Questo semplice fatto lessicale può dire nulla o può dire qualcosa. Io credo che dica qualcosa. Come ho scritto nel mio testo, «la cultura è ciò che ti rimane dentro quando hai dimenticato tutti i libri che hai letto» e «il linguaggio è anche il custode dell’archeologia dei concetti sepolti dalle civiltà». Le parole portano tracce delle nostre culture, tracce non intenzionali e tacite. Le parole sono sempre importanti, anche quando ci siamo dimenticati la loro etimologia. Al tempo stesso, l’analisi delle parole è solo inizio di discorso, non approdo finale. Partire dalla polivalenza della parola Schuld – una tesi non mia, ma di Nietzsche e, oggi, di Agamben – è un espediente retorico per cercare di imbastire un primo ragionamento, nello spazio consentito da un editoriale. In particolare mostrare alcune ragioni delle difficoltà (ben note) nel dialogo sul tema del debito tra Nord e Sud Europa, nella consapevolezza che quelle da me evidenziate colgono soltanto alcune aspetti del discorso. Riguardo le perplessità sollevate dal professore Vogel sulla 'cultura della colpa' comparata con la 'cultura della vergogna', sono partito dalle teorie di Ruth Benedict ('La spada e il crisantemo'’) e di altri studiosi (E. R. Dobbs, ad esempio), che hanno studiato le 'culture della vergogna', dove un dato comportamento è condannato solo se è 'visto' dagli altri. I popoli mediterranei (oltre quelli asiatici) sono essenzialmente legati a 'culture della vergogna'.

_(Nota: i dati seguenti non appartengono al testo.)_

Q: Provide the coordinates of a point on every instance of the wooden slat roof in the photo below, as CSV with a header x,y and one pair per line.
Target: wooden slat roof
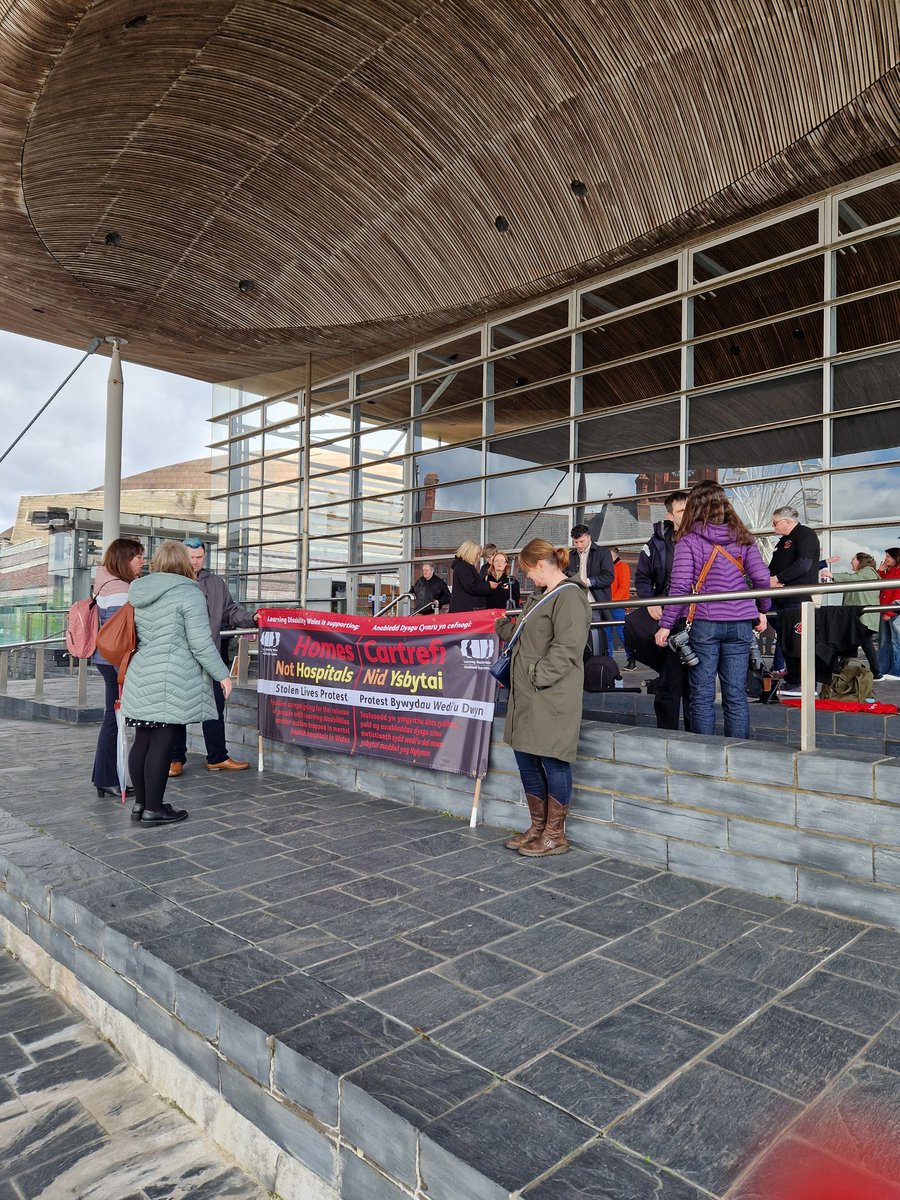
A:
x,y
351,156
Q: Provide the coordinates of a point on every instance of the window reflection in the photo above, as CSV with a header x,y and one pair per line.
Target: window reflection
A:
x,y
757,403
757,246
865,382
513,531
634,289
454,388
868,437
448,353
725,459
633,335
757,491
755,351
455,462
867,264
636,474
869,208
441,539
546,403
867,496
532,365
528,449
531,324
631,427
870,322
527,490
777,292
870,539
645,379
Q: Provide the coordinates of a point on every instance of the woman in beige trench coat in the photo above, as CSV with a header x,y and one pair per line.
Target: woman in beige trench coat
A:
x,y
546,691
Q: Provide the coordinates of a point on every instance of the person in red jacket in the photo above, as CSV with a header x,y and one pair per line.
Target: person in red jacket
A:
x,y
889,636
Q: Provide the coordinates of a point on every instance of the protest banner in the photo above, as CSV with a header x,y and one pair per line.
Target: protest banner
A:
x,y
413,689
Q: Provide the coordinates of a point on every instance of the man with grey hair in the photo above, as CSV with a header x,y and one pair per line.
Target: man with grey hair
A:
x,y
793,563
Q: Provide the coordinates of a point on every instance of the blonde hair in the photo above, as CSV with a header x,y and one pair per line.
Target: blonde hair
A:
x,y
469,552
172,558
540,551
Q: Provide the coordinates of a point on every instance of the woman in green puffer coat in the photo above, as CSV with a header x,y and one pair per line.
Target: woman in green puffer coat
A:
x,y
168,679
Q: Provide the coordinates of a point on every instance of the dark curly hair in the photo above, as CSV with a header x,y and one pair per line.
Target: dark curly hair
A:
x,y
708,504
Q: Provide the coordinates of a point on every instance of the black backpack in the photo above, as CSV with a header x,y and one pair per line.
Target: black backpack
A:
x,y
600,673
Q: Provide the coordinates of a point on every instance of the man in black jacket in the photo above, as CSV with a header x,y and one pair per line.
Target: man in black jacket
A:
x,y
592,567
429,589
654,570
793,563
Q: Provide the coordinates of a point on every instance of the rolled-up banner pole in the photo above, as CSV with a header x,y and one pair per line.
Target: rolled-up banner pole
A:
x,y
473,819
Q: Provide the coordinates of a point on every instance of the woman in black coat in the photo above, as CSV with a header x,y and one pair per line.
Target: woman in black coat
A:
x,y
469,589
507,585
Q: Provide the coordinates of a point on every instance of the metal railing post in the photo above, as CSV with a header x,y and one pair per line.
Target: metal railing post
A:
x,y
243,661
808,676
39,671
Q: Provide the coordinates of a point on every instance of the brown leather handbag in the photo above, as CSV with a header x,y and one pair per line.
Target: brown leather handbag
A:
x,y
118,640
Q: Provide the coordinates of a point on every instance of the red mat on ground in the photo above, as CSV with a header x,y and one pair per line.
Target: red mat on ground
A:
x,y
847,706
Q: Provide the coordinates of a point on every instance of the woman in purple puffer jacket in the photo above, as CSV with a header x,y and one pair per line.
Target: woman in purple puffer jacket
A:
x,y
723,630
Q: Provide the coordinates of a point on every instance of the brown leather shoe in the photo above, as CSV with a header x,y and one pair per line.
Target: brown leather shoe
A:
x,y
552,840
227,765
538,811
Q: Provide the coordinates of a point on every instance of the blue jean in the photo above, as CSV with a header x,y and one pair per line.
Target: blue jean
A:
x,y
545,777
613,631
889,646
213,733
724,649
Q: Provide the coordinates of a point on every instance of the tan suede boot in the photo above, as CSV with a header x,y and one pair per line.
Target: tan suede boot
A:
x,y
552,840
538,810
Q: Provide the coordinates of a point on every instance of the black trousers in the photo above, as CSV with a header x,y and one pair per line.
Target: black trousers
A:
x,y
785,622
672,694
105,773
213,733
149,765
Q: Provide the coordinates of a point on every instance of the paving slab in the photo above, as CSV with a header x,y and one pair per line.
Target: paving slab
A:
x,y
76,1121
437,996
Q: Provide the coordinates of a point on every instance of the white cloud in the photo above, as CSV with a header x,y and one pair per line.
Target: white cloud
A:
x,y
165,420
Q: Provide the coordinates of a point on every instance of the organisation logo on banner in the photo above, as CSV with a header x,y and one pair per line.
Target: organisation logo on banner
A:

La Bibbia – e in un certo senso anche il mondo greco classico (si pensi al mito di Edipo) – ha sviluppato pure una 'cultura della colpa', che nel cristianesimo ha continuato il suo cammino soprattutto nel mondo nordico (un ruolo importante l’ha avuto il monachesimo britannico e irlandese e la sua gestione privata delle penitenze, su cui si è scritto anche su queste pagine). Inoltre, la radice agostiniana del protestantesimo (Lutero – cosa ben nota – era un monaco agostiniano) ha giocato un suo ruolo nello sviluppo della 'cultura della colpa'. Ciò non significa dire che nel mondo cattolico non ci sia la dimensione della colpa e del peccato (sarebbe assurdo), ma solo mostrare, anche qui, alcune differenze culturali, nei confronti del 'debito', in particolare del debito pubblico. Si tratta sempre di analisi idealtipiche (per citare Weber), con i pregi e i limiti di tali analisi. Infine, faccio davvero fatica a cogliere nel mio ragionamento gli elementi per far affermare al professor Vogel: «Sono perplesso sul parallelismo implicitamente delineato da Bruni tra il nazismo e il dissenso odierno sull’importanza del debito sovrano».
Avevo scritto: «Dopo fascismi e nazismi abbiamo saputo dimenticare parole pessime e avvelenate, ancora molto fresche nel sangue del corpo dei popoli europei, e abbiamo generato il capolavoro della Comunità europea». Qui c’era un invito rivolto a tutti, e il parallelismo implicito, se c’è, si troverebbe comunque tra 'nazismi e fascismi' e certo dibattito odierno, e tutti sappiamo in quale Paese è nato il fascismo: l’Italia. Ma, chiaramente, il senso di quel brano è sottolineare l’importanza di dimenticare tutti quel passato che non aiuta oggi, soprattutto un passato ancora prossimo fatto di reciproche diffidenze, e generare una Europa nuova dopo questa grave crisi. Su questo mi piace constatare che siamo in piena sintonia, e ciò è quanto conta davvero.